Frequently Asked Questions
Before contacting the Mid-Atlantic Innocence Project about your case, please take a look at these frequently asked questions and determine if you think you are an appropriate candidate.
1. What exactly does the Mid-Atlantic Innocence Project do?
MAIP is a non-profit organization that provides pro bono investigation and legal assistance to prisoners who have claims of innocence. Our services are free and are reserved for prisoners who cannot afford or are no longer entitled to an attorney. Please note that we agree to represent very few clients and that the screening and investigation before we decide to officially accept a case can take a very long time.
2. What kind of cases does the Innocence Project Take?
We only investigate cases where the prisoner claims to be innocent of the crimes for which he was convicted. We are a very small organization and because of our limited resources, we are unable to accept or represent all claims of innocence, despite their merits. In the past, cases that we have accepted are those in which there appears to be a significant chance that substantial new evidence can be found to prove one’s innocence. Typically, the best type of evidence for this purpose is new physical evidence, such as blood, hair, semen, saliva, or prints, which can be subjected to scientific testing. Other types of new evidence may be evidence incriminating another person, new eyewitness accounts, or recanting witnesses.
Our criteria for selecting cases include the following:
Case Location – We take cases only from prisoners claiming innocence in state and federal courts in Virginia, Maryland, and the District of Columbia. New Evidence – The prisoner must be making a claim of innocence based on
substantial new evidence that has not been considered previously by a court. The
new evidence does not have to involve DNA.
No Other Counsel – The prisoner must not be currently represented by another
attorney in his of her criminal case or have the right to appointed counsel
in the case.
3. What kind of cases does the Innocence Project NOT take?

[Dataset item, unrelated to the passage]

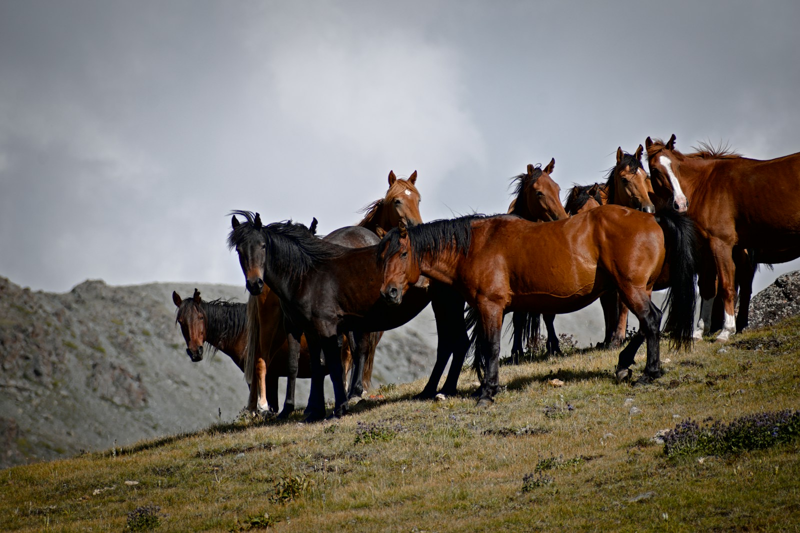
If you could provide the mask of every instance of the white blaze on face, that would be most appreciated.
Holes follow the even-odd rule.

We do not accept cases in which a person has not yet been convicted or sentenced. We do not accept cases that are still in the appeals process: direct appeals must have ended or the time for filing a direct appeal must have passed. Simply, we cannot help people who are awaiting trial or are still pursuing their direct appeals. MAIP also is unable to assist prisoners who are currently represented in their criminal case by another attorney or still have access to a public defender. We do not take cases in which a person is only claiming that his or her rights were violated–there must be a possibility of developing evidence that can actually prove innocence. Because of the difficulty of proving innocence in certain types of cases, we usually cannot help in the following situations: (1) where a defendant admits to killing (or assaulting) someone, but claims that it was done in self-defense; (2) where a defendant admits to sexual contact with a person, but claims that the person consented to the contact; (3) where a defendant was convicted as an accessory (or as a party-to-the-crime) and seeks to show that he or she did not play a major role in the crime. We do not help prisoners file civil suits, gather legal research, appeal to the parole board, find the names of other attorneys, or with any other issues unrelated to their actual innocence.
4. What if my case is not from Maryland, Virginia, or the District of Columbia?
Unfortunately, we are unable to assist prisoners from any other jurisdictions. There is, however, a network of similar Innocence Projects across the country. However, not all Innocence Projects have the same criteria for new cases. You should either visit their websites or contact them directly to determine whether your case would meet their qualifications. To find an Innocence Project that most directly serves a particular state, please see list of Innocence Projects by state . Although not every state is served by a specific innocence project (and some projects serve multiple jurisdictions), The Innocence Project at the Cardozo School of Law in New York City considers cases from all states where DNA evidence may be used to prove one’s innocence.
5. What if my case involves DNA testing?
DNA test results can provide strong evidence of one’s innocence. HOWEVER, DNA test results can also provide additional proof of guilt. If DNA tests are performed in your case and they fail to exclude you as the perpetrator of the crime, that evidence may hurt your chances on direct appeal and other post conviction or habeas proceedings. Further, DNA test results that fail to exclude you may have very negative consequences if and when you appear before a parole board. We encourage you to honestly evaluate your case as you complete this questionnaire. Consider whether, by asking for DNA testing, you could be creating additional evidence that may hurt rather then help your chance for exoneration and release.